2. But for this fortune you will make the biggest mistake of your life tomorrow, but hearkening back to this moment, that mistake will be averted, clearing the way for your biggest mistake to occur at some unspecified time next month.

3. But for this fortune, you would be enriching your life right now, perhaps meeting a new person or reading some enlightening passage from a book you could not have purchased because you are still reading this fortune, even though it is wasting your time and in fact telling you that it is wasting your time which you are still wasting because these words are no more than warnings of wasted time. Still you persist, thinking to redeem your wasted time with a scrap of wisdom from a scrap of paper that has no wisdom to give. Stop! Though you cannot turn back, you can still give up. No? Then we will give up for you.

4. Do you honestly think that people tell you the truth about yourself?

5. How will you justify this moment to the love who is looking for you?

6. But for this fortune, you would forget to send the birthday card that you now are remembering to send. Maybe you will in fact send it, or maybe you will forget again, compounding your shame when you admit to the birthday celebrant "You know, I got a fortune cookie that told me to send you a card." Either way, you will lose face because you now must either admit that you were warned and forgot just the same, or that the only reason you remembered was because of a $0.50 fortune cookie. Jerk.

That's all for now.

Friday, April 02, 2004

We never landed on the moon. In fact, I'm not even sure the moon actually exists. The JFK assassination? The single shooter theory? Bunk. Truth is there weren't any shooters. Kennedy's head spontaneously exploded. It's a long standing but rarely documented phenomenon affecting at least one person every two to three centuries.

And animals can talk -- they just do so very very very very quietly.
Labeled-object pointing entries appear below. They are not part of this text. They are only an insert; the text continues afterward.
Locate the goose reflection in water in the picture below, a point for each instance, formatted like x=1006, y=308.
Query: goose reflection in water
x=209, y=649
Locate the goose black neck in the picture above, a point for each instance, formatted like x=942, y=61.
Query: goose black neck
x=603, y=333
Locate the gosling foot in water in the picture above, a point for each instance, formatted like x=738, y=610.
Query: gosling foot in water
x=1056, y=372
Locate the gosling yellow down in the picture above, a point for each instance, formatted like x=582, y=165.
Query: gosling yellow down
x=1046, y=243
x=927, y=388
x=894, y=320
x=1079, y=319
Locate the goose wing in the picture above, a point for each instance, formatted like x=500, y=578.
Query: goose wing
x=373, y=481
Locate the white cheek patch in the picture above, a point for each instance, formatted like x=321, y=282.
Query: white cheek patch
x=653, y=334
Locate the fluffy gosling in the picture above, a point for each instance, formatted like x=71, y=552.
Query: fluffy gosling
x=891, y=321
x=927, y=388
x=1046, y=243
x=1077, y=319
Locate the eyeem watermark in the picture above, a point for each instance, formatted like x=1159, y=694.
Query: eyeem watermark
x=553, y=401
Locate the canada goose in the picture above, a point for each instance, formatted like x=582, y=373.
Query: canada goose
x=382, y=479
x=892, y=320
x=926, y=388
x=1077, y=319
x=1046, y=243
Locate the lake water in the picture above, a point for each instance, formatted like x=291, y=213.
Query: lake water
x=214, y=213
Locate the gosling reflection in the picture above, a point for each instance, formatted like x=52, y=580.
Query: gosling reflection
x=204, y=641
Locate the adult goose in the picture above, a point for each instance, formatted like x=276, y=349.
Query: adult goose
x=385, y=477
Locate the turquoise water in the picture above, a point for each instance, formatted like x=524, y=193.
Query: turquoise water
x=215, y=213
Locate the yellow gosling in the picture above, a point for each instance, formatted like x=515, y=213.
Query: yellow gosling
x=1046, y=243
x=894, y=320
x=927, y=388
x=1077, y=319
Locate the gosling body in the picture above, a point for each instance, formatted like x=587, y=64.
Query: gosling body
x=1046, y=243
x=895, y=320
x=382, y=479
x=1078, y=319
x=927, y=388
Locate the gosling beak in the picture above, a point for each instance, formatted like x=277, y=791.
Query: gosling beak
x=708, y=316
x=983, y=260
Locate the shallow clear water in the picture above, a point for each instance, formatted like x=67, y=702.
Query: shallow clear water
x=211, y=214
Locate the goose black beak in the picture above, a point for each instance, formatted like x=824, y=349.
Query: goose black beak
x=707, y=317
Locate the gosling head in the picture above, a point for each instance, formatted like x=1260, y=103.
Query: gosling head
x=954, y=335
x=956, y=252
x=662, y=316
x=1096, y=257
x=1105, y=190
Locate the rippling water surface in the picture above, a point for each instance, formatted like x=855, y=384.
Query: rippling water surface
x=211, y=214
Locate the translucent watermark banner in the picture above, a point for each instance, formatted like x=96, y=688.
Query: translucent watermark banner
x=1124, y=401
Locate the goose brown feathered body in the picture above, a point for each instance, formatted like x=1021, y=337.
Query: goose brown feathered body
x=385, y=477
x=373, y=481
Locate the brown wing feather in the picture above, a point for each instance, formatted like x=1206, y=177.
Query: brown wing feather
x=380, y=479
But back to the moon for a second. I take that last part back. The moon does exist. And the lunar landing wasn't faked to fool the American people or the Soviet Union. It was an honest mistake. They thought they were on the moon. It was kind of like how Columbus discovered America. Except that he never did. America is actually just another part of Europe. That language you're speaking -- English. What we know as the Atlantic "Ocean" -- it's a lake, a swimming pool really. The photos from space -- faked.

In fact, that's the reason they even tried to land on the moon and ended up accidentally discovering a Hollywood sound studio in the first place. The reason behind the entire space program -- to secure, produce, or flat out fabricate if necessary photos supporting the myth that America is a separate landmass from Europe and that the earth is round. The true shape of the world, after all, is not flat, but concave, it's outer most edges curled in toward each other and separated by a distance of merely 23 feet.
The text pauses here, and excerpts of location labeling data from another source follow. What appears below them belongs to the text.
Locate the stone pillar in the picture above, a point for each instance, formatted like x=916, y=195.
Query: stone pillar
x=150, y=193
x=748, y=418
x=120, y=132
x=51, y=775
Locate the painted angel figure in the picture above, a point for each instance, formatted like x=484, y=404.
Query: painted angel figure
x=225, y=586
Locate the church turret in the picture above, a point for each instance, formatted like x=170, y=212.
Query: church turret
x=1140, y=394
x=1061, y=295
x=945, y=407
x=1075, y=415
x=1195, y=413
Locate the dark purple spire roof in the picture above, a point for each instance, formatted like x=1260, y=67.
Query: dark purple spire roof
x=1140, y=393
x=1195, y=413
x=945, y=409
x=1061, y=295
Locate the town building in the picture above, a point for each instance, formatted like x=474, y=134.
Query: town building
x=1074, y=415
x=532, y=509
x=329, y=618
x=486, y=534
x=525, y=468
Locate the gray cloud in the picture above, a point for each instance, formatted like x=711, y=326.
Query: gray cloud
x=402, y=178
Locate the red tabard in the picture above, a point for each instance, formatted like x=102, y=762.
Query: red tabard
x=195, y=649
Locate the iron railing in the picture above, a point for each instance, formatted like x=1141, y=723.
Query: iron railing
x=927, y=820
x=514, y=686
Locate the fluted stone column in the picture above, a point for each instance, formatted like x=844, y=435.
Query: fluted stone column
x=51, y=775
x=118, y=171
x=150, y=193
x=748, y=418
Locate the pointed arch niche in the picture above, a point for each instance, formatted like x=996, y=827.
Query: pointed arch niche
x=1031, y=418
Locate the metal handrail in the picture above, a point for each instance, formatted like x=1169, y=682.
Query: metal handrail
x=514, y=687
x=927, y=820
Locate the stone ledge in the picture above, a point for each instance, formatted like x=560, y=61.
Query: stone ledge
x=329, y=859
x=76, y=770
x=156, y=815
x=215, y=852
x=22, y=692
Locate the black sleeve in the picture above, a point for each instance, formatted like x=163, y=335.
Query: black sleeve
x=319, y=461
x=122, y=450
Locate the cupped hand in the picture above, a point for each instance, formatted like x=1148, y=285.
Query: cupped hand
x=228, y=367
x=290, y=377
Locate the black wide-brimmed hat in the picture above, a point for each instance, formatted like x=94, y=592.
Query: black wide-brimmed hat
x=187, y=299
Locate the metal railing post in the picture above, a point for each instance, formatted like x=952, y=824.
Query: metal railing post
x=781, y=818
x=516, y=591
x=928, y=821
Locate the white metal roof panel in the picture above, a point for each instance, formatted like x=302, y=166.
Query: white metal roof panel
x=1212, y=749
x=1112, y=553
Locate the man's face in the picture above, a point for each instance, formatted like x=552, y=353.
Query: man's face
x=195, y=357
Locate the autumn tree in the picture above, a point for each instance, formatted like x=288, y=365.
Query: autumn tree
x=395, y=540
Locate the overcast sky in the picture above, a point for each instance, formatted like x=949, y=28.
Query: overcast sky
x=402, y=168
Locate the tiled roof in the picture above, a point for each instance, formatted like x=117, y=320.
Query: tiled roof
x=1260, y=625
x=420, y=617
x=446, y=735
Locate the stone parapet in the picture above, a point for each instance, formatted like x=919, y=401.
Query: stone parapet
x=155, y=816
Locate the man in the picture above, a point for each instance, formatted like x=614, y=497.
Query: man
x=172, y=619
And this, of course, is why the talking animals created the moon. To distract those people at the outer most edges from discovering that the further apart they seemed the closer they actually were. This is what the squirrels, rabbits, and humpback whales crafted in their conspiracy of extreme quietness. This shiny silver coin of mystery. Always there, never still, and ever changing, ceaselessly tugging our eyes upward, fooling us into believing our mothers, wives, and daughters are deep as the oceans (for "oceans" read lakes and swimming pools), and driving elderly astronauts to assault documentary film makers.